At least one UCG company in the state now prefers the term in-situ gasification for its process.
However, Carbon's CSIRO-developed Keyseam UCG technology has been given the tick of approval from Queensland's chief scientist, the Bloodwood Creek pilot has been successfully remediated, a new pathway to commercial development has opened up in China, and the noose of a number of convertible notes has been removed.
"There have had some pretty hard years before my time, and I have only been here about two months, but we have been focused on getting the China JV back on track and getting that relationship on a solid footing, and we have been successful at that," new managing director Kerry Parker told Energy News.
"The JV has been capitalised with the first $10 million, so we are off and running on that front, and we have been able to refinance those, which have been hanging over us for the past 6-12 months."
The Pacific Road Capital notes, which expire in January 2017, have been purchased by Cornerstone investor Kam Lung Investment Development Company, which is also underwriting $3.5 million of a $5 million rights issue.
One of Parker's immediate tasks is to find additional underwriting support to secure the full $5 million, and while the likes of Cougar Energy and Linc Energy have done the Australian UCG sector no favours, he says there is still interest internationally.
"There is no nice way of saying this: it has been difficult from the prospective of some of the others in our peer group, but from where we sit the sign-off of the Queensland government chief scientist has been a vindication, and it has meant we can differentiate ourselves as being a reputable and reliable operator, and that has helped," he said.
Having successfully proved its technology near Dalby, with none of the issues that were faced by its compatriots, Parker said Carbon was keen to take on the world.
Its first project is likely to be in China, and it is rapidly narrowing down site selection under the JinHong Joint Venture, and he hoped that the company will be in a position to announce its first location soon.

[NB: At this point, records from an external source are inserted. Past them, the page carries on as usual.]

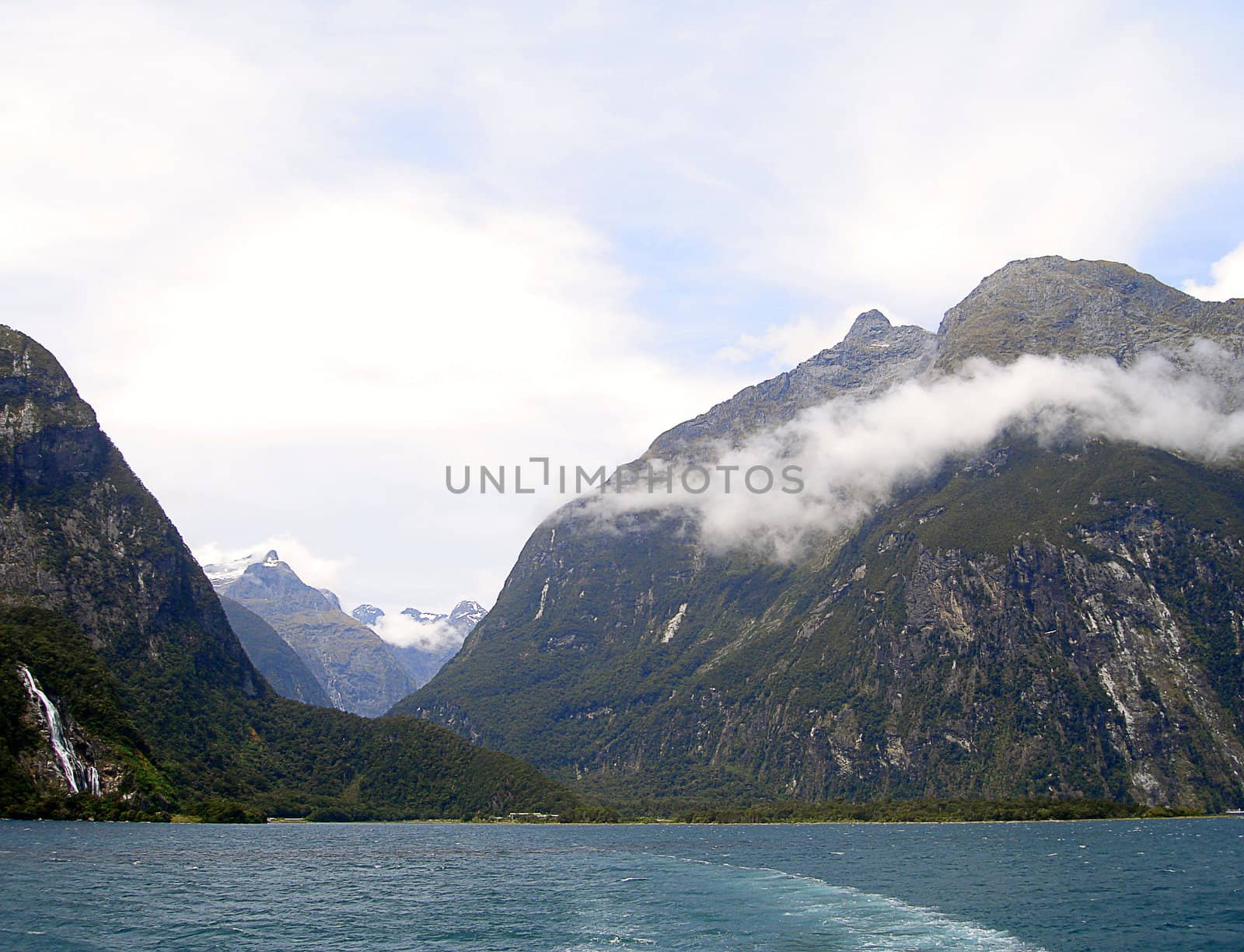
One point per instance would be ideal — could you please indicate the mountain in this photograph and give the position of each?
(118, 664)
(367, 614)
(1043, 617)
(435, 641)
(351, 663)
(279, 663)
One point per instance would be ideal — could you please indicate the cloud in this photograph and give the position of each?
(406, 632)
(852, 455)
(300, 263)
(1228, 279)
(791, 343)
(315, 570)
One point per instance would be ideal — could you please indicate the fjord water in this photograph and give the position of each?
(1110, 885)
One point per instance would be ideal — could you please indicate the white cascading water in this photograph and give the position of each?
(80, 776)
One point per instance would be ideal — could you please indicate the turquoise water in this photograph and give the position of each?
(1123, 885)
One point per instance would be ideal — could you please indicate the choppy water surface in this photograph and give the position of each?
(1121, 885)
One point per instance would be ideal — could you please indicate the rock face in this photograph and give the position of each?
(279, 663)
(355, 668)
(870, 358)
(367, 614)
(1036, 620)
(103, 605)
(445, 636)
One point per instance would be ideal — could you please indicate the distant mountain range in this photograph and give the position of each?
(360, 664)
(1047, 614)
(126, 691)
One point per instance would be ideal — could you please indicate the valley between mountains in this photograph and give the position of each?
(1018, 572)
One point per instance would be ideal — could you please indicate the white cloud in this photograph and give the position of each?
(315, 570)
(406, 632)
(1228, 279)
(852, 456)
(300, 263)
(791, 343)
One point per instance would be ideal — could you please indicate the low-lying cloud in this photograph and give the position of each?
(855, 455)
(408, 632)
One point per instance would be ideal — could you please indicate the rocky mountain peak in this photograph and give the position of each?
(367, 613)
(35, 389)
(870, 326)
(1078, 309)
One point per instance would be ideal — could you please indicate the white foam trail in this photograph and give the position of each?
(874, 921)
(79, 775)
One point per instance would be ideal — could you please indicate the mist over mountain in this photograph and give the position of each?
(423, 641)
(124, 690)
(350, 661)
(1014, 570)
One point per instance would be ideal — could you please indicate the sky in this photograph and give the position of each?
(302, 257)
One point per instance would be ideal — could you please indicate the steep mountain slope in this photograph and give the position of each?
(1033, 620)
(279, 663)
(351, 663)
(433, 640)
(167, 684)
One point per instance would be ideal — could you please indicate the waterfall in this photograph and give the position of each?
(80, 776)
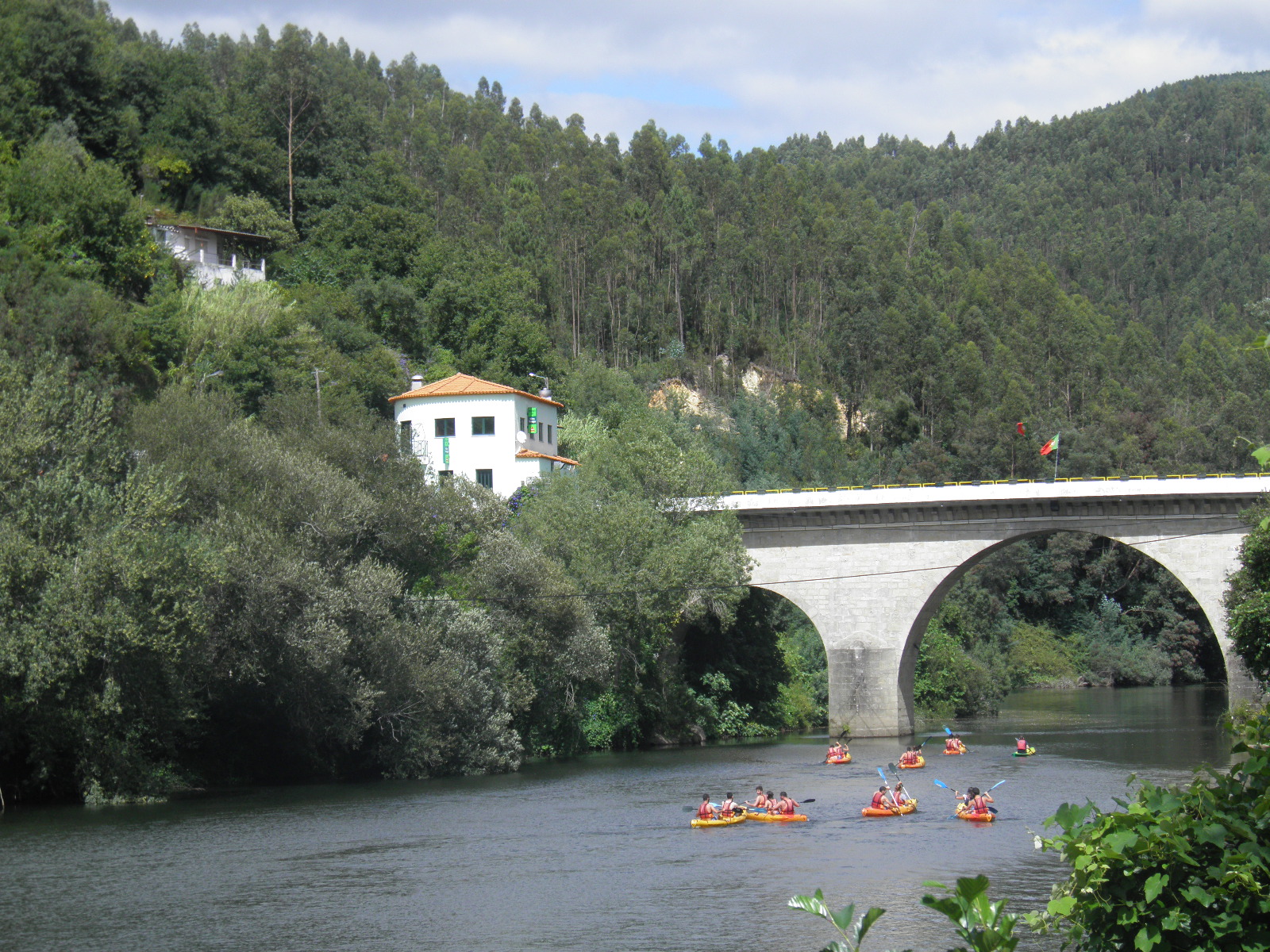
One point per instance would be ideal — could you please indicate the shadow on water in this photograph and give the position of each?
(594, 854)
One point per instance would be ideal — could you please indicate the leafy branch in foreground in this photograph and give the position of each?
(1179, 867)
(981, 923)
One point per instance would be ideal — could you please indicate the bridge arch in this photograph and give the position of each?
(1212, 612)
(870, 565)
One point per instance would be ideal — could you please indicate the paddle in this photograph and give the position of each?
(895, 803)
(895, 770)
(941, 784)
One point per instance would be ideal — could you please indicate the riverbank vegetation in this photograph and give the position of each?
(213, 574)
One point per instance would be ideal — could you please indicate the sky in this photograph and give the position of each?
(757, 73)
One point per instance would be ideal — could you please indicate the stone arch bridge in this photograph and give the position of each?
(872, 565)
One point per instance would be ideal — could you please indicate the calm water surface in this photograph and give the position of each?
(590, 854)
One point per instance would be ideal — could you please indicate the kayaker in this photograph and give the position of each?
(975, 801)
(879, 801)
(706, 810)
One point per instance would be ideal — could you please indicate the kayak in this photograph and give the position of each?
(984, 816)
(906, 809)
(727, 822)
(778, 818)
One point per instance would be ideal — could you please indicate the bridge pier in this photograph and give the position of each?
(872, 568)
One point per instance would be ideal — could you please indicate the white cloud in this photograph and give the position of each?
(755, 73)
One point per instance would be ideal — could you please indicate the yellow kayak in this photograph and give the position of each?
(776, 818)
(963, 814)
(910, 806)
(727, 822)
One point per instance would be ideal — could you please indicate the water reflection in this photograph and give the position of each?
(588, 854)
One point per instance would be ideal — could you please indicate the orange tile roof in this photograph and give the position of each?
(467, 385)
(535, 455)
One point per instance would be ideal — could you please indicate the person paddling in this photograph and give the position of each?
(880, 799)
(975, 801)
(706, 810)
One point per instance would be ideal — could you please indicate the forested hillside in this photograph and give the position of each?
(203, 581)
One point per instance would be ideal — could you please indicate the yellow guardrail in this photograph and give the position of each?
(997, 482)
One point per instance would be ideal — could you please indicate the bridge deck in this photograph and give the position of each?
(999, 492)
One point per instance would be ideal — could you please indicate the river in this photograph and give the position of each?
(594, 854)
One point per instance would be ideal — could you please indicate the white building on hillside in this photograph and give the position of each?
(214, 255)
(491, 433)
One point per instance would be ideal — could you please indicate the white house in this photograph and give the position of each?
(491, 433)
(214, 255)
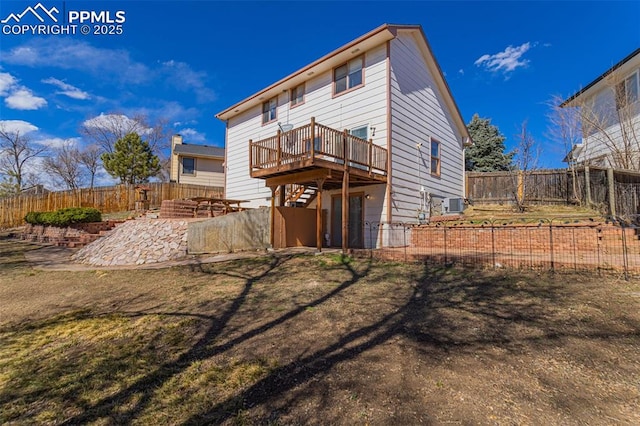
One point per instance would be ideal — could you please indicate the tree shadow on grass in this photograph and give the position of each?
(437, 312)
(203, 349)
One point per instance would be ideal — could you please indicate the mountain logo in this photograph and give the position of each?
(38, 11)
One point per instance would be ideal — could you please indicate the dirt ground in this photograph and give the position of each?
(302, 339)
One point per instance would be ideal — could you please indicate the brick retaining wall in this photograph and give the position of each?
(525, 237)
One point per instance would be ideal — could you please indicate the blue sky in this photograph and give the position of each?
(184, 61)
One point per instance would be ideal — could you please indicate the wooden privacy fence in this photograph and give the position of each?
(615, 192)
(109, 199)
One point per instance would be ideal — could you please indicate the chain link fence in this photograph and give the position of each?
(555, 244)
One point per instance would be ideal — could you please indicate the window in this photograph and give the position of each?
(297, 95)
(188, 166)
(435, 157)
(269, 110)
(360, 132)
(627, 91)
(348, 76)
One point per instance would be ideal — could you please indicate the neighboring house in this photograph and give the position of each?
(367, 134)
(196, 164)
(609, 109)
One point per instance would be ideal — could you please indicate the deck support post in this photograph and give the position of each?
(273, 216)
(313, 139)
(279, 149)
(320, 184)
(345, 212)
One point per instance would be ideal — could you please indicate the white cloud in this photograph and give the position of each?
(24, 99)
(57, 142)
(119, 122)
(21, 126)
(7, 82)
(67, 89)
(18, 96)
(506, 61)
(184, 123)
(192, 135)
(67, 53)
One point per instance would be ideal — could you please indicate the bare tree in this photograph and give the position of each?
(16, 152)
(89, 157)
(64, 165)
(611, 124)
(105, 129)
(525, 161)
(564, 129)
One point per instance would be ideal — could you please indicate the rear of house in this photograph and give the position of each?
(609, 109)
(388, 139)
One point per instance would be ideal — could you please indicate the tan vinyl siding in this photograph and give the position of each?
(418, 112)
(363, 106)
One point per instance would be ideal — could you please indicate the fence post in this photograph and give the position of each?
(404, 236)
(587, 185)
(625, 260)
(444, 227)
(551, 245)
(493, 245)
(612, 195)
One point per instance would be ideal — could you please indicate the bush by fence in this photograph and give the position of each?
(109, 199)
(615, 192)
(546, 244)
(64, 217)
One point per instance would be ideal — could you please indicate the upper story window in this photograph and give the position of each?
(360, 132)
(435, 157)
(297, 95)
(348, 76)
(627, 91)
(188, 166)
(269, 110)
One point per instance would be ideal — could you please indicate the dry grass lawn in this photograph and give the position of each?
(315, 340)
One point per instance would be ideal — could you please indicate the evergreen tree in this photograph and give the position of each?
(487, 152)
(132, 160)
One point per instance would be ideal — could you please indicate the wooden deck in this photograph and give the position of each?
(292, 152)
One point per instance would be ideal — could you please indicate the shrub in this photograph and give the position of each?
(64, 217)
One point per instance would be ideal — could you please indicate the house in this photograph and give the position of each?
(365, 136)
(609, 111)
(196, 164)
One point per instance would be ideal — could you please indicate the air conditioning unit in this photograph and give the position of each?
(452, 205)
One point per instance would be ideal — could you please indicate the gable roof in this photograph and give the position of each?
(199, 150)
(589, 86)
(363, 43)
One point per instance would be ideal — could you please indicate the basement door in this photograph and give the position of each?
(356, 220)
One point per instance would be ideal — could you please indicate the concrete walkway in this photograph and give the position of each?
(51, 258)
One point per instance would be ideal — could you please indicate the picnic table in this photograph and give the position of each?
(216, 206)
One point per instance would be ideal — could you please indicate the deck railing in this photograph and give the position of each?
(334, 146)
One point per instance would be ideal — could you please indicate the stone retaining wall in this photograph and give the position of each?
(138, 242)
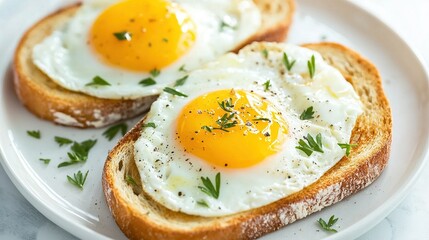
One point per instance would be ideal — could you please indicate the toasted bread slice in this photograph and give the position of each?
(140, 217)
(49, 101)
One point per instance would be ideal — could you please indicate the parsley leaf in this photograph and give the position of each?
(35, 134)
(45, 160)
(121, 36)
(181, 81)
(182, 68)
(98, 81)
(79, 152)
(78, 179)
(311, 66)
(155, 72)
(147, 82)
(286, 61)
(209, 188)
(267, 85)
(202, 203)
(328, 226)
(307, 114)
(174, 92)
(62, 141)
(149, 124)
(130, 180)
(312, 144)
(347, 146)
(111, 132)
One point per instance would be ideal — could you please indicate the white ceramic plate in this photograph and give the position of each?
(85, 214)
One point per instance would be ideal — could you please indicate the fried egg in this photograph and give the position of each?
(133, 48)
(232, 137)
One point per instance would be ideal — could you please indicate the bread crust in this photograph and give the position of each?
(139, 217)
(52, 102)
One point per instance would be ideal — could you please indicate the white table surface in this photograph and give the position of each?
(410, 220)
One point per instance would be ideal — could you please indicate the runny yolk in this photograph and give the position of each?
(231, 128)
(142, 35)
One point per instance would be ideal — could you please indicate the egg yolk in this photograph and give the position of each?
(231, 128)
(142, 35)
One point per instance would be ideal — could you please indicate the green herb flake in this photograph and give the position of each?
(98, 81)
(34, 133)
(45, 160)
(209, 188)
(121, 36)
(79, 153)
(181, 81)
(182, 68)
(155, 72)
(307, 114)
(347, 146)
(149, 124)
(62, 141)
(313, 145)
(267, 85)
(262, 119)
(130, 180)
(147, 82)
(286, 61)
(311, 66)
(111, 132)
(78, 179)
(328, 226)
(173, 91)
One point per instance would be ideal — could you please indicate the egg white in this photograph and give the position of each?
(172, 176)
(67, 59)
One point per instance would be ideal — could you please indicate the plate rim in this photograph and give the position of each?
(355, 230)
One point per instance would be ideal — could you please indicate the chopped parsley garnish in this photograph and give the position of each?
(262, 119)
(98, 81)
(264, 52)
(347, 146)
(78, 179)
(328, 226)
(121, 36)
(35, 133)
(130, 180)
(79, 152)
(45, 160)
(173, 91)
(149, 124)
(202, 203)
(63, 141)
(307, 114)
(147, 82)
(313, 145)
(226, 105)
(111, 132)
(181, 81)
(267, 85)
(224, 25)
(286, 61)
(311, 66)
(155, 72)
(207, 128)
(209, 188)
(182, 68)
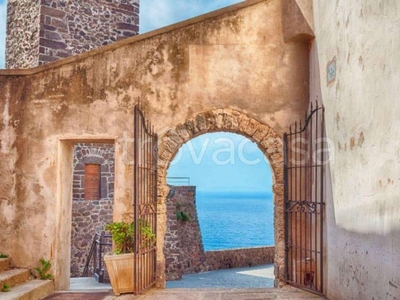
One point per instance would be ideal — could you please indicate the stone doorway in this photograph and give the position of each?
(234, 121)
(92, 199)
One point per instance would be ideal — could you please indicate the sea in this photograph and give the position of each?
(235, 220)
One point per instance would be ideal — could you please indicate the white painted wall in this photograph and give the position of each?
(363, 120)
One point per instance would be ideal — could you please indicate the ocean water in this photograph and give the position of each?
(235, 220)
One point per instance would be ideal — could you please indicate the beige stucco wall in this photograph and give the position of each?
(235, 58)
(362, 120)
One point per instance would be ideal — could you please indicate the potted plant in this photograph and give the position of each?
(120, 263)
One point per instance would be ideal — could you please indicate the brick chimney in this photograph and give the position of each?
(41, 31)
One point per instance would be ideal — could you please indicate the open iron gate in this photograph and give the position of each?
(304, 159)
(144, 202)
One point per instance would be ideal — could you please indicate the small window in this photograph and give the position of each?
(92, 182)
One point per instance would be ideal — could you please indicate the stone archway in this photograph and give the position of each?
(230, 121)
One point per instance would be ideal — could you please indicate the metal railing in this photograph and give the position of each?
(178, 181)
(95, 266)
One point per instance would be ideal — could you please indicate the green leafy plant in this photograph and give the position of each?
(6, 288)
(44, 269)
(123, 235)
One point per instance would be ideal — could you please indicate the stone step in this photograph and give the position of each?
(30, 290)
(13, 277)
(4, 264)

UCG could be a game changer for China, as it could have been for Queensland and Australia's east coast gas market.
There are plenty of quality unmineable coal deposits that are well understood in China, and Parker said the UCG technology had development and operating costs that should come in well below both LNG and be very competitive with conventional domestic gas.
China's government is keen to see domgas developments to ensure energy security and cleaner skies and UCG is one of the areas identified in the latest five-year plan.
Parker said within six months Carbon wanted to get a commercial project identified and under development, with first gas within a year after that.
"We've proven the technology, the intellectual property and we are down to a very short list of projects, and I think that is very realistic," He said.
Parker also wants to add a number of other JVs, likely in China, India and Indonesia.
"The heads of agreement with Ascot Energy is advancing incredibly well, although time is always a factor in Indonesia, and India has a lot of coal and there is now a fairly solid regulatory regime in regard to UCG," Parker said.
The company is also looking at Europe, while Mongolia and the US have been sidelined, although the US remains an option, but Asia and Eastern Europe, where there are energy supply and security concerns are the favoured areas.
Carbon shares are suspended from trading pending an announcement regarding its note refinancing, but last traded at $0.013.